A Lull in the Sea, alternatively known as Nagi-Asu: A Lull in the Sea, is an emotional rollercoaster that just never stops; it will make you laugh, it can make you cry but through it all it will leave you smiling with satisfaction and strangely enough this is only just the first half. A unique tale between different cultures and lifestyles, along with a slight hint of blossoming romance and character development, is what’s on offer here and while it may not be to everyone’s taste of entertainment it’s certainly worth watching.

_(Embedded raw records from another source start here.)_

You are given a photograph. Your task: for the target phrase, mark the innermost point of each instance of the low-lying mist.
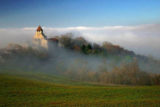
(76, 65)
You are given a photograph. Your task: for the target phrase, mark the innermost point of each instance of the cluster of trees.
(82, 45)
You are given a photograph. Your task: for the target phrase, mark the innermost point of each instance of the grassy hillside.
(34, 89)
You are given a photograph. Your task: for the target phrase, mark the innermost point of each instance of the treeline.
(126, 74)
(81, 45)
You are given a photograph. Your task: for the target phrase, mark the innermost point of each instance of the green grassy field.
(40, 90)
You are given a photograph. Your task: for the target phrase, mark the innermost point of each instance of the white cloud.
(143, 39)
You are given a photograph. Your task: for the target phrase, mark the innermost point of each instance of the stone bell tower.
(39, 39)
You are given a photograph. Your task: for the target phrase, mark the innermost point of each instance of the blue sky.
(66, 13)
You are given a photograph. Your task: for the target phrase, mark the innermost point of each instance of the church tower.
(39, 39)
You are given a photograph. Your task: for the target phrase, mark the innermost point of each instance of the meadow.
(28, 89)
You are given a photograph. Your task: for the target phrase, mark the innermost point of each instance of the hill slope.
(17, 91)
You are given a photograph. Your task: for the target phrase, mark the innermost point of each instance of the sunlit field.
(37, 89)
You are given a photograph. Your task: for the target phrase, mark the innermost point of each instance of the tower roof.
(39, 28)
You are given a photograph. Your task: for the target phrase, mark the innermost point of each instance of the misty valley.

The series takes place in a world where humans live both on land and in the ocean whereby for several years both types of humans have lived in peace amongst each other and it’s here where the story of A Lull in the Sea, which sees four middle-school-friends attend school on land, begins. With the closure of their school in the ocean Manaka Mukaido, Hikari Sakishima, Chisaki Hiradaira, and Kaname Isaki find themselves as outcasts attending a school on land and as such attempt to blend in while sticking together as a group; it’s a traditional “outsider looking in approach” to the story but sure enough one of the ‘on land’ humans, known as Tsumugu Kihara, shows an interest in the group and after some ‘heated’ discussions involving Hikari Sakishima, they all start to become friends and attempt to lead a normal school life; well that’s if you can call it normal.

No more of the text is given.